Pentas GIMURA: Meningkatkan Pengetahuan dan Status Kesehatan Gigi Mulut Ibu Hamil di UPTD Puskesmas Ganra

Di Kabupaten Soppeng, upaya untuk meningkatkan kesehatan ibu hamil tidak hanya terbatas pada pemeriksaan kesehatan umum, tetapi juga melibatkan perhatian khusus terhadap kesehatan gigi dan mulut. Salah satu inisiatif inovatif yang diluncurkan adalah "Pentas GIMURA" (Peningkatan Pengetahuan dan Status Kesehatan Gigi Mulut Ibu Hamil) di UPTD Puskesmas Ganra. Program ini bertujuan untuk meningkatkan pengetahuan dan status kesehatan gigi dan mulut ibu hamil melalui serangkaian kegiatan edukasi dan pemeriksaan.

Puskesmas sebagai garda terdepan dalam pelayanan kesehatan masyarakat memiliki peran krusial dalam penyuluhan dan pemeliharaan kesehatan. Salah satu fokus utama dari pembangunan kesehatan adalah peningkatan kesehatan gigi dan mulut, terutama di kalangan ibu hamil. Kesehatan gigi dan mulut yang buruk selama kehamilan dapat mempengaruhi kesehatan ibu dan janin, dengan potensi risiko seperti kelahiran prematur dan bayi dengan berat badan lahir rendah (BBLR). Oleh karena itu, perawatan gigi yang baik menjadi aspek penting dari kesehatan ibu hamil.

Melihat fakta bahwa pemeriksaan gigi dan mulut pada ibu hamil di UPTD Puskesmas Ganra masih rendah, tim medis berinisiatif mengembangkan Pentas GIMURA. Program ini bertujuan untuk meningkatkan pengetahuan ibu hamil mengenai pentingnya perawatan gigi dan mulut selama masa kehamilan dan memperbaiki status kesehatan gigi mereka. Berdasarkan data tahun 2019 dan 2020, kunjungan untuk skrining gigi ibu hamil sangat minim, dengan angka meningkat secara perlahan namun masih tergolong rendah. Pentas GIMURA berupaya mengatasi masalah ini dengan menyajikan edukasi yang lebih baik dan memberikan motivasi kepada ibu hamil untuk memeriksakan kesehatan gigi mereka secara teratur.

Program Pentas GIMURA melibatkan beberapa kegiatan utama. Pertama, dilakukan penyuluhan kesehatan yang mencakup materi tentang pemeliharaan kesehatan gigi dan mulut. Penyuluhan ini dilaksanakan di seluruh desa wilayah kerja UPTD Puskesmas Ganra. Selanjutnya, ibu hamil diberikan lembar pre dan post-test untuk mengukur peningkatan pengetahuan mereka mengenai kesehatan gigi dan mulut.
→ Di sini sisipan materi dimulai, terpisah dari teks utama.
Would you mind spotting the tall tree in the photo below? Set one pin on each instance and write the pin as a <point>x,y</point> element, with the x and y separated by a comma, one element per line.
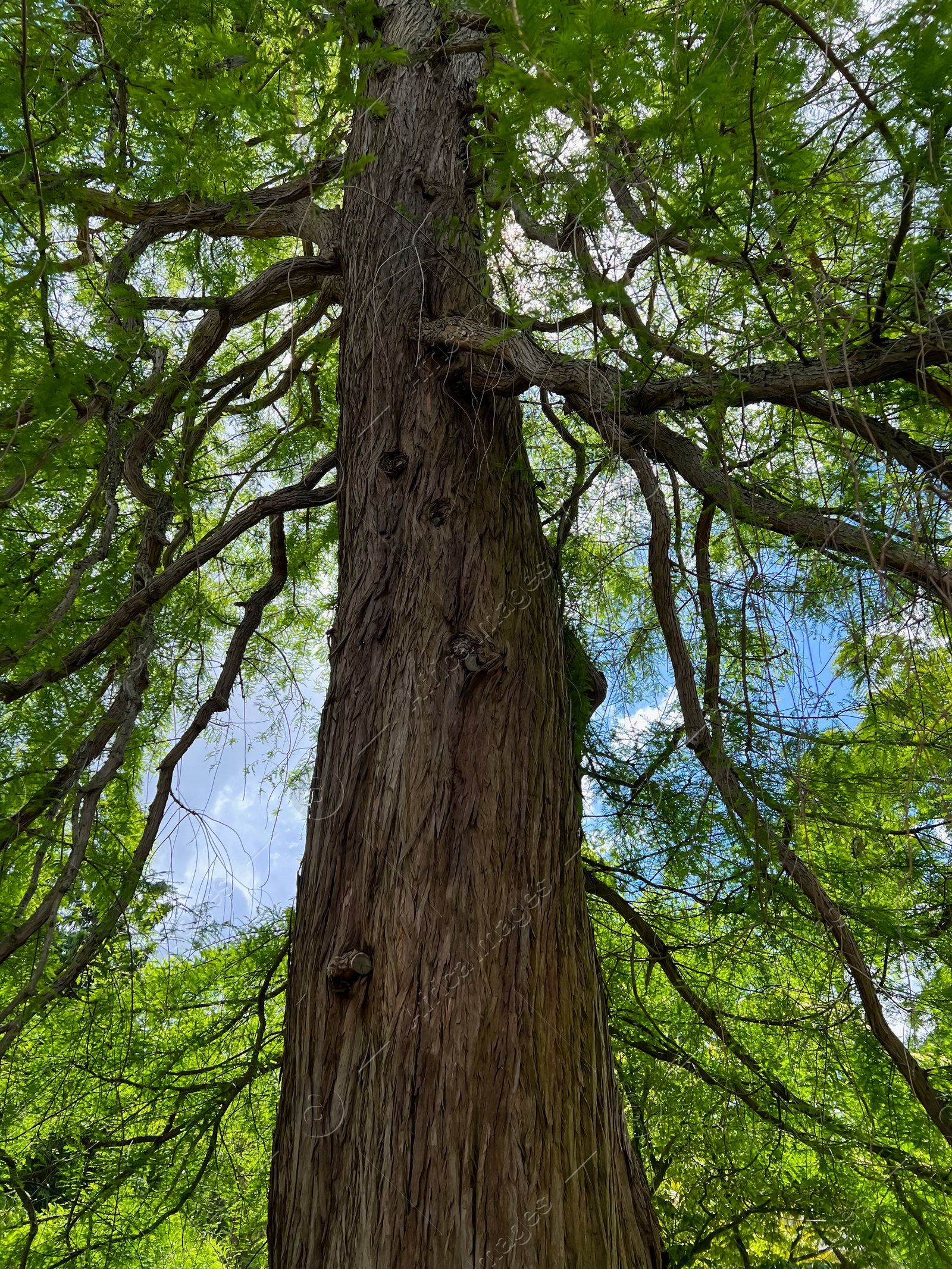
<point>719,237</point>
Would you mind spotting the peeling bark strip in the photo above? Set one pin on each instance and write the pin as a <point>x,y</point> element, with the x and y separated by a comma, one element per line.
<point>428,1138</point>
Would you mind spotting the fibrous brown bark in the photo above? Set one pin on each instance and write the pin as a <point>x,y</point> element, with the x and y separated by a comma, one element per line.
<point>447,1094</point>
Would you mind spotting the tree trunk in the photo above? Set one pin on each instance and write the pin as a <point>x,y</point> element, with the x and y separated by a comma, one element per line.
<point>456,1104</point>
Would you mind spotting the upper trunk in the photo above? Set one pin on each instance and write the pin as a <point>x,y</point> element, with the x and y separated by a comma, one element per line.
<point>458,1105</point>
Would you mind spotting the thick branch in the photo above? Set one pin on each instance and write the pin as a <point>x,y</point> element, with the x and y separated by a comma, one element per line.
<point>596,393</point>
<point>519,362</point>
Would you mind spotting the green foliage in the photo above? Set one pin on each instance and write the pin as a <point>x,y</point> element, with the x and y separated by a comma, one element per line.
<point>671,189</point>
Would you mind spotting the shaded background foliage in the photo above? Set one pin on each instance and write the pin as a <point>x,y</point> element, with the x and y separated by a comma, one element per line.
<point>667,189</point>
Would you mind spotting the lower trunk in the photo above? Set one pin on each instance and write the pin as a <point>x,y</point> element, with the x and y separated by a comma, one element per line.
<point>449,1094</point>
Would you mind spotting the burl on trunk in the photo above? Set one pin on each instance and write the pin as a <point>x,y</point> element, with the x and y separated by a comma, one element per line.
<point>447,1093</point>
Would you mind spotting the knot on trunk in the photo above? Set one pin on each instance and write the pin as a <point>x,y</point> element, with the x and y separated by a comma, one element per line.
<point>394,462</point>
<point>348,969</point>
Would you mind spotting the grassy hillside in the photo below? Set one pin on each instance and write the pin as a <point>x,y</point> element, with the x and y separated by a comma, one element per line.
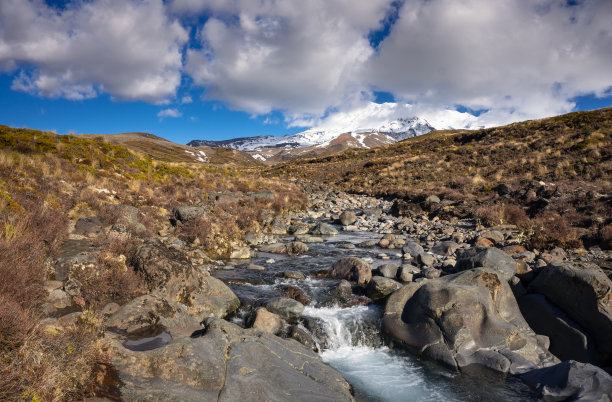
<point>559,171</point>
<point>48,182</point>
<point>160,149</point>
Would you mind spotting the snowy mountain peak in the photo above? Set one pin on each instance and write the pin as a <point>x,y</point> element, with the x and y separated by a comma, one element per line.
<point>398,130</point>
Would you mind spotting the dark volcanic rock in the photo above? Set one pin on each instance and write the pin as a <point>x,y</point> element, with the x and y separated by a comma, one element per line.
<point>464,319</point>
<point>352,269</point>
<point>487,257</point>
<point>570,381</point>
<point>584,293</point>
<point>567,340</point>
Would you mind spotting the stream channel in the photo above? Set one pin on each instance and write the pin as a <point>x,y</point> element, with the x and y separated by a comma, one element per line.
<point>352,343</point>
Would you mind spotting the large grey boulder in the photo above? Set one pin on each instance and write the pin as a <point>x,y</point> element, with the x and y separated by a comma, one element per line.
<point>380,287</point>
<point>568,341</point>
<point>147,313</point>
<point>412,249</point>
<point>584,293</point>
<point>464,319</point>
<point>169,273</point>
<point>287,308</point>
<point>570,381</point>
<point>487,257</point>
<point>323,229</point>
<point>226,363</point>
<point>186,213</point>
<point>347,218</point>
<point>294,248</point>
<point>352,269</point>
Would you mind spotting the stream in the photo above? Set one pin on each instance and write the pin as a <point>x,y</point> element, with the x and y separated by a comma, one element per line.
<point>353,343</point>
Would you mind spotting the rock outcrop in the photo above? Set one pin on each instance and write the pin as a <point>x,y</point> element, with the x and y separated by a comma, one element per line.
<point>464,319</point>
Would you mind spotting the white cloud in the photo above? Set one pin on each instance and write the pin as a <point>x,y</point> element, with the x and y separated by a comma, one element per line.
<point>519,59</point>
<point>169,113</point>
<point>129,49</point>
<point>296,56</point>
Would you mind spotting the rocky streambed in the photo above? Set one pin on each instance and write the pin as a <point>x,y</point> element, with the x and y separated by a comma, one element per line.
<point>367,299</point>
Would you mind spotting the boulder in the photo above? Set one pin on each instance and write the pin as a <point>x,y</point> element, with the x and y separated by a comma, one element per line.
<point>186,213</point>
<point>570,381</point>
<point>294,248</point>
<point>380,287</point>
<point>224,362</point>
<point>347,218</point>
<point>584,293</point>
<point>285,307</point>
<point>278,227</point>
<point>469,318</point>
<point>323,229</point>
<point>165,270</point>
<point>412,249</point>
<point>212,297</point>
<point>241,253</point>
<point>388,270</point>
<point>263,320</point>
<point>487,257</point>
<point>567,340</point>
<point>146,313</point>
<point>352,269</point>
<point>445,248</point>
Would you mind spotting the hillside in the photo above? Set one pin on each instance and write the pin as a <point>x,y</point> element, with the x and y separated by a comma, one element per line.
<point>163,150</point>
<point>555,169</point>
<point>78,205</point>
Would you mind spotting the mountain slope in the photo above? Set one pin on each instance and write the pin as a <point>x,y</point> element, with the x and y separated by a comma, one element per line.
<point>321,141</point>
<point>557,170</point>
<point>163,150</point>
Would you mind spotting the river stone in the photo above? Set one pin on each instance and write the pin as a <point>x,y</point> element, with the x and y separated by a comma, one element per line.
<point>487,257</point>
<point>347,218</point>
<point>226,363</point>
<point>412,249</point>
<point>278,227</point>
<point>352,269</point>
<point>323,229</point>
<point>380,287</point>
<point>445,248</point>
<point>294,275</point>
<point>186,213</point>
<point>342,291</point>
<point>59,299</point>
<point>565,284</point>
<point>213,297</point>
<point>144,313</point>
<point>388,270</point>
<point>469,318</point>
<point>567,340</point>
<point>264,320</point>
<point>293,248</point>
<point>285,307</point>
<point>570,381</point>
<point>165,270</point>
<point>241,253</point>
Selain itu, program ini juga melibatkan pemeriksaan gigi dan mulut secara menyeluruh minimal sekali dalam tiap trimester kehamilan.
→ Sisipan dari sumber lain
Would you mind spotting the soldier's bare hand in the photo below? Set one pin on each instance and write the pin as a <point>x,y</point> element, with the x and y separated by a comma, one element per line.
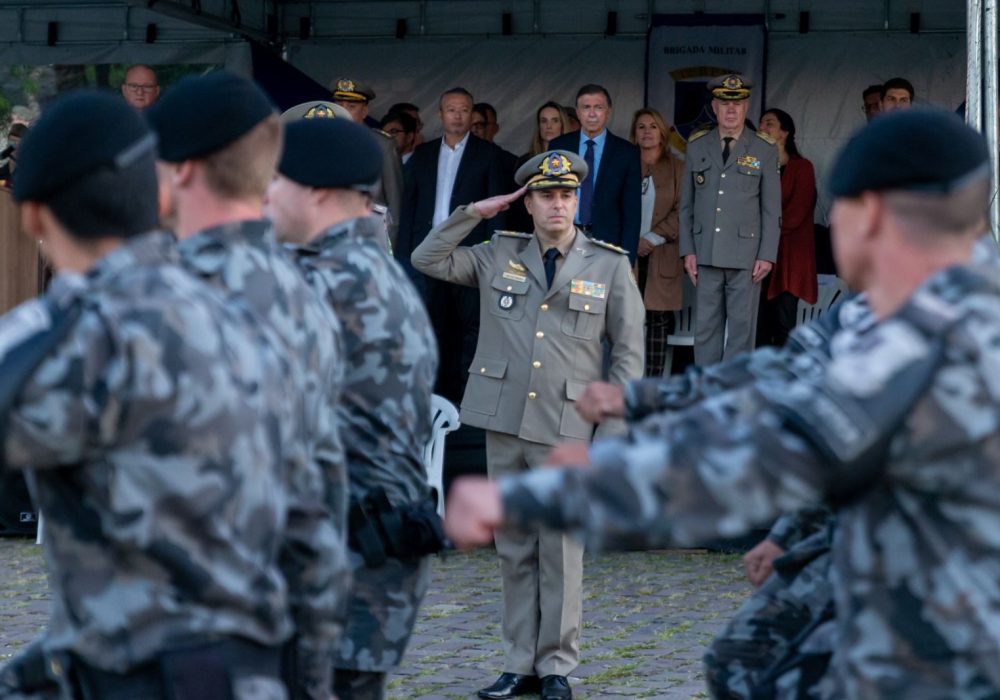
<point>473,511</point>
<point>761,268</point>
<point>569,454</point>
<point>758,563</point>
<point>488,208</point>
<point>691,267</point>
<point>601,400</point>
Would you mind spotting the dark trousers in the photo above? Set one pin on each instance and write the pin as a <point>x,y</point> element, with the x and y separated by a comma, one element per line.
<point>454,313</point>
<point>776,318</point>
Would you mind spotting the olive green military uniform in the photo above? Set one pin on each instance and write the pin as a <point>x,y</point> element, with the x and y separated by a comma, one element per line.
<point>729,217</point>
<point>539,347</point>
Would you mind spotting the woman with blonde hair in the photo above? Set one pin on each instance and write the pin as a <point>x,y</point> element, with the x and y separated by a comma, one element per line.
<point>658,267</point>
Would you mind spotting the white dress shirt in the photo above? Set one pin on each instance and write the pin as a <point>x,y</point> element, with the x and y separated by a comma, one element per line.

Keberhasilan Pentas GIMURA terlihat dari peningkatan signifikan dalam pengetahuan ibu hamil. Sebelum penyuluhan, nilai rata-rata pre-test mengenai kesehatan gigi dan mulut ibu hamil sebesar 33,9. Namun, setelah penyuluhan, nilai ini meningkat pesat menjadi 97,2. Ini menunjukkan bahwa ibu hamil semakin memahami pentingnya menjaga kesehatan gigi dan mulut mereka. Selain itu, kunjungan untuk pemeriksaan gigi meningkat secara signifikan dari tahun ke tahun, menunjukkan bahwa ibu hamil lebih aktif dalam mencari perawatan gigi.

Sebagai bagian dari program ini, setiap ibu hamil yang telah melakukan pemeriksaan gigi diberikan "KORSET BUMIL" atau Kartu Kontrol Kesehatan Gigi Ibu Hamil, yang ditempelkan pada buku KIA sebagai dokumentasi. Inovasi ini memberikan kemudahan dalam pelacakan dan pemantauan kesehatan gigi ibu hamil.
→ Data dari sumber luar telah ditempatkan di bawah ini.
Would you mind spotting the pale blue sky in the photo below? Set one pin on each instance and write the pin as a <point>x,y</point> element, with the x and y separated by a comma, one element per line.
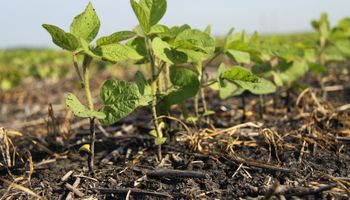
<point>21,19</point>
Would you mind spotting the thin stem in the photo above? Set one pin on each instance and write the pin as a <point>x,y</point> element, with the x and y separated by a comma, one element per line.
<point>154,94</point>
<point>91,156</point>
<point>86,72</point>
<point>86,62</point>
<point>76,67</point>
<point>196,109</point>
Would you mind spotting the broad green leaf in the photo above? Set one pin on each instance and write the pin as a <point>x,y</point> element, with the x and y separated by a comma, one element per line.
<point>207,30</point>
<point>138,44</point>
<point>262,70</point>
<point>343,46</point>
<point>182,76</point>
<point>86,25</point>
<point>119,99</point>
<point>149,12</point>
<point>332,53</point>
<point>226,90</point>
<point>192,39</point>
<point>116,52</point>
<point>176,30</point>
<point>164,52</point>
<point>186,85</point>
<point>87,49</point>
<point>144,89</point>
<point>161,31</point>
<point>239,56</point>
<point>238,73</point>
<point>262,86</point>
<point>62,39</point>
<point>73,103</point>
<point>317,68</point>
<point>156,9</point>
<point>115,37</point>
<point>344,24</point>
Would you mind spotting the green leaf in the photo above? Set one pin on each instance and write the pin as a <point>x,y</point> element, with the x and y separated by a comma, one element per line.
<point>149,12</point>
<point>119,98</point>
<point>73,103</point>
<point>164,52</point>
<point>207,30</point>
<point>226,90</point>
<point>153,133</point>
<point>317,68</point>
<point>182,76</point>
<point>87,49</point>
<point>192,39</point>
<point>144,88</point>
<point>332,53</point>
<point>138,44</point>
<point>161,31</point>
<point>86,25</point>
<point>262,86</point>
<point>291,72</point>
<point>115,37</point>
<point>116,52</point>
<point>343,46</point>
<point>186,85</point>
<point>239,56</point>
<point>62,39</point>
<point>238,73</point>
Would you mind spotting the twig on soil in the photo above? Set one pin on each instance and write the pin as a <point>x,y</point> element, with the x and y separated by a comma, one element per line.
<point>302,192</point>
<point>21,188</point>
<point>234,128</point>
<point>67,175</point>
<point>73,188</point>
<point>86,177</point>
<point>125,191</point>
<point>169,173</point>
<point>256,164</point>
<point>45,162</point>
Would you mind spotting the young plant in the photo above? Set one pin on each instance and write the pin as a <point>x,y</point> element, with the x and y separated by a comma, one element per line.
<point>119,98</point>
<point>175,52</point>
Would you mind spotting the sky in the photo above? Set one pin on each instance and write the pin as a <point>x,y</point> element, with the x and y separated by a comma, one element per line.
<point>21,19</point>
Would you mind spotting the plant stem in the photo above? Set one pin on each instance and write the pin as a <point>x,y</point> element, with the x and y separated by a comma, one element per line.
<point>86,62</point>
<point>76,67</point>
<point>154,94</point>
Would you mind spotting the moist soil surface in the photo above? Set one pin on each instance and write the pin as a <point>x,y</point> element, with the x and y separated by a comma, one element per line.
<point>277,147</point>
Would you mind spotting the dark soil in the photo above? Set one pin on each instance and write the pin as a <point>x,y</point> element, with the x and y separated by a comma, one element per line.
<point>303,153</point>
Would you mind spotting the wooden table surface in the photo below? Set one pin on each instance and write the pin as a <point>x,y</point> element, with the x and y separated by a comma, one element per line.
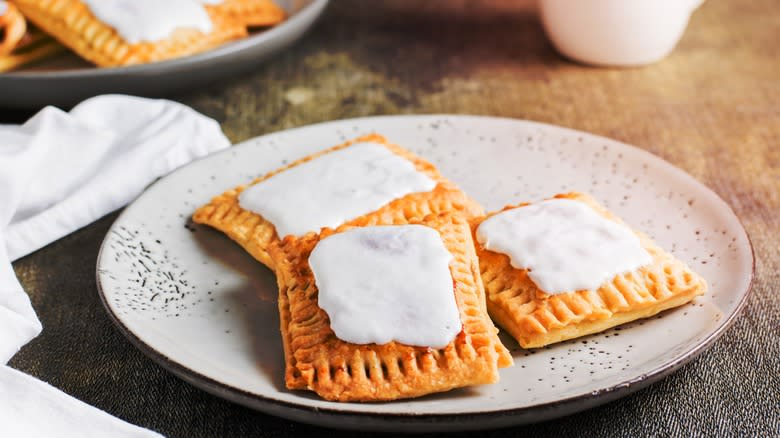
<point>711,108</point>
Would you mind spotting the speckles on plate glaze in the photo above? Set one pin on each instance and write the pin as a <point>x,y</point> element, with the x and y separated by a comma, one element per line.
<point>154,280</point>
<point>497,162</point>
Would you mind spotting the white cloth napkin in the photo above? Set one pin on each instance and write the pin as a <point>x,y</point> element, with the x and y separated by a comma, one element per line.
<point>59,172</point>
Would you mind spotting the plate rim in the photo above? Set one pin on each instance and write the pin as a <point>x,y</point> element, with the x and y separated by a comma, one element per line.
<point>314,7</point>
<point>429,422</point>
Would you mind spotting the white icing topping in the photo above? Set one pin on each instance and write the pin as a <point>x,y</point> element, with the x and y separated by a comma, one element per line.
<point>387,283</point>
<point>333,189</point>
<point>150,20</point>
<point>565,245</point>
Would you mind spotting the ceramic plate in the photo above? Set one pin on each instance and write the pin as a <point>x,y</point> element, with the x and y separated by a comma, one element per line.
<point>193,301</point>
<point>66,80</point>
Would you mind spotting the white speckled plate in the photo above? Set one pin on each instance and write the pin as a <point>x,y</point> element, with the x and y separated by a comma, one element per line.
<point>196,303</point>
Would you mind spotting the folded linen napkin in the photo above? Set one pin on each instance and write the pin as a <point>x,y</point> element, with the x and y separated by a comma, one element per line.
<point>59,172</point>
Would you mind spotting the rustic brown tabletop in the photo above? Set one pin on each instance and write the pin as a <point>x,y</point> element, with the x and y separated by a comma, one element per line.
<point>710,108</point>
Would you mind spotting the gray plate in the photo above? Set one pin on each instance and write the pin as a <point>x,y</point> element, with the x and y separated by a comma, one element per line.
<point>66,80</point>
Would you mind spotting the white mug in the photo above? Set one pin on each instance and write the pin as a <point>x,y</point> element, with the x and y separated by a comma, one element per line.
<point>616,32</point>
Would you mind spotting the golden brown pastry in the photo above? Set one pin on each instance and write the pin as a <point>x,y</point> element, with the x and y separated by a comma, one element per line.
<point>256,234</point>
<point>19,44</point>
<point>337,370</point>
<point>12,27</point>
<point>252,13</point>
<point>536,318</point>
<point>73,24</point>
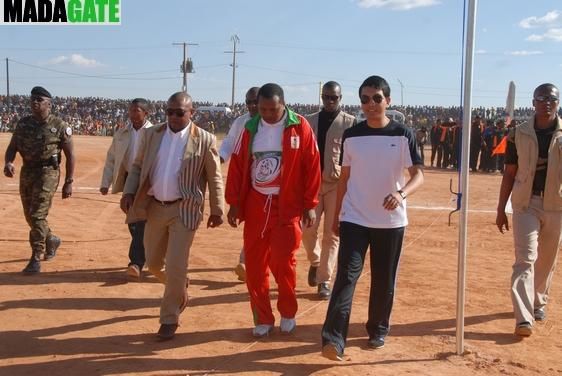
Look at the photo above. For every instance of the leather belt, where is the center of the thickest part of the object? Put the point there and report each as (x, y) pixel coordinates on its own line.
(166, 203)
(538, 193)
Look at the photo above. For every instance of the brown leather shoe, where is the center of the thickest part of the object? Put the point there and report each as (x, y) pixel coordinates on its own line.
(184, 302)
(167, 331)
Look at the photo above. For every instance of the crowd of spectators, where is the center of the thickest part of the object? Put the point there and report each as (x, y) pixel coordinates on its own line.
(101, 116)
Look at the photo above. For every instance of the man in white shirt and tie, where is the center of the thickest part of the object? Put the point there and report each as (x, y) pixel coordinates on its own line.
(166, 186)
Dengan adanya Pentas GIMURA, diharapkan tidak hanya terjadi peningkatan pengetahuan dan kesadaran di kalangan ibu hamil, tetapi juga perbaikan nyata dalam kesehatan gigi dan mulut mereka. Program ini mencerminkan komitmen UPTD Puskesmas Ganra dalam memberikan pelayanan kesehatan yang menyeluruh dan berkelanjutan, serta menjadi contoh bagi puskesmas lainnya dalam melaksanakan program kesehatan yang terintegrasi dan berdampak positif bagi masyarakat.